I am looking for a tool like ltrace or strace that can trace locally defined functions in an executable. ltrace only traces dynamic library calls and strace only traces system calls. For example, given the following C program:
#include <stdio.h>
int triple ( int x )
{
return 3 * x;
}
int main (void)
{
printf("%d\n", triple(10));
return 0;
}
Running the program with ltrace
will show the call to printf
since that is a standard library function (which is a dynamic library on my system) and strace
will show all the system calls from the startup code, the system calls used to implement printf, and the shutdown code, but I want something that will show me that the function triple
was called. Assuming that the local functions have not been inlined by an optimizing compiler and that the binary has not been stripped (symbols removed), is there a tool that can do this?
Edit
A couple of clarifications:
Assuming you only want to be notified for specific functions, you can do it like this:
compile with debug informations (as you already have symbol informations, you probably also have enough debugs in)
given
#include <iostream>
int fac(int n) {
if(n == 0)
return 1;
return n * fac(n-1);
}
int main()
{
for(int i=0;i<4;i++)
std::cout << fac(i) << std::endl;
}
Use gdb to trace:
[js@HOST2 cpp]$ g++ -g3 test.cpp
[js@HOST2 cpp]$ gdb ./a.out
(gdb) b fac
Breakpoint 1 at 0x804866a: file test.cpp, line 4.
(gdb) commands 1
Type commands for when breakpoint 1 is hit, one per line.

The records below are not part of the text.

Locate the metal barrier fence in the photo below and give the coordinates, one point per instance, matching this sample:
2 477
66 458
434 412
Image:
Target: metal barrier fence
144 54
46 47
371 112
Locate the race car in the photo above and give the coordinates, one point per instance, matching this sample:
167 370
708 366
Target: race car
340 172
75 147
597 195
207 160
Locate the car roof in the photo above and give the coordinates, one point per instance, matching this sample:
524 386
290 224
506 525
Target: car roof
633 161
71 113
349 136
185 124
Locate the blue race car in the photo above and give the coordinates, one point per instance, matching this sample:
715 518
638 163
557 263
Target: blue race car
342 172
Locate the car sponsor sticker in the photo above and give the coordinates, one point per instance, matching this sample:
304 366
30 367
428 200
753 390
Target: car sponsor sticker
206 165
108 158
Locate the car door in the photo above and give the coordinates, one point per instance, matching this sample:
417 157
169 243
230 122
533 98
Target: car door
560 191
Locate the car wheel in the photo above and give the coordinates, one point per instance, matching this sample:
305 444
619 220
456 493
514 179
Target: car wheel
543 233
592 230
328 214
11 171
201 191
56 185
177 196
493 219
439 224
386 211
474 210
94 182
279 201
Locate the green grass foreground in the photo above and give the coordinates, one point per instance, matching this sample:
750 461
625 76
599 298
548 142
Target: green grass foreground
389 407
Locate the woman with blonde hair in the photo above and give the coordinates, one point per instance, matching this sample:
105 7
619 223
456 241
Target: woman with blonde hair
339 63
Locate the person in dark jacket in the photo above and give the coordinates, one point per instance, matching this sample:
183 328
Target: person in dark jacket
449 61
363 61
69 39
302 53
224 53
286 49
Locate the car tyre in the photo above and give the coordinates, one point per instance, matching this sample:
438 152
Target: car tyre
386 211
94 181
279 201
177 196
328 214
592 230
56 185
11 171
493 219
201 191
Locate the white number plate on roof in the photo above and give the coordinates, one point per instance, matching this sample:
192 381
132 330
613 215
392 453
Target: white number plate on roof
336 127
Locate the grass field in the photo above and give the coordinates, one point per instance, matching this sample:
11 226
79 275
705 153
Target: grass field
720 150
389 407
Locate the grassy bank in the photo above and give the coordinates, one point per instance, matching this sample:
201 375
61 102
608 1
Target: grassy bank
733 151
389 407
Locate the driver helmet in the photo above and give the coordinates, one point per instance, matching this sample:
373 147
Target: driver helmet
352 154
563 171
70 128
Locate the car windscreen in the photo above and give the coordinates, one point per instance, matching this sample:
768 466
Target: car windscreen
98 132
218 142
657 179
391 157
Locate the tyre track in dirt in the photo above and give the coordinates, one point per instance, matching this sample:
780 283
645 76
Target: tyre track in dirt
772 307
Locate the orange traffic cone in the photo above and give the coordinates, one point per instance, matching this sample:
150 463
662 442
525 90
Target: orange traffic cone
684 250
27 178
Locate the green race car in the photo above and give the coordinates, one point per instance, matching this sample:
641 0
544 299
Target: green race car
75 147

End with a line saying just "end".
>silent
>bt 1
>c
>end
(gdb) run
Starting program: /home/js/cpp/a.out
#0 fac (n=0) at test.cpp:4
1
#0 fac (n=1) at test.cpp:4
#0 fac (n=0) at test.cpp:4
1
#0 fac (n=2) at test.cpp:4
#0 fac (n=1) at test.cpp:4
#0 fac (n=0) at test.cpp:4
2
#0 fac (n=3) at test.cpp:4
#0 fac (n=2) at test.cpp:4
#0 fac (n=1) at test.cpp:4
#0 fac (n=0) at test.cpp:4
6
Program exited normally.
(gdb)
Here is what i do to collect all function's addresses:
tmp=$(mktemp)
readelf -s ./a.out | gawk '
{
if($4 == "FUNC" && $2 != 0) {
print "# code for " $NF;
print "b *0x" $2;
print "commands";
print "silent";
print "bt 1";
print "c";
print "end";
print "";
}
}' > $tmp;
gdb --command=$tmp ./a.out;
rm -f $tmp
Note that instead of just printing the current frame(bt 1
), you can do anything you like, printing the value of some global, executing some shell command or mailing something if it hits the fatal_bomb_exploded
function :) Sadly, gcc outputs some "Current Language changed" messages in between. But that's easily grepped out. No big deal.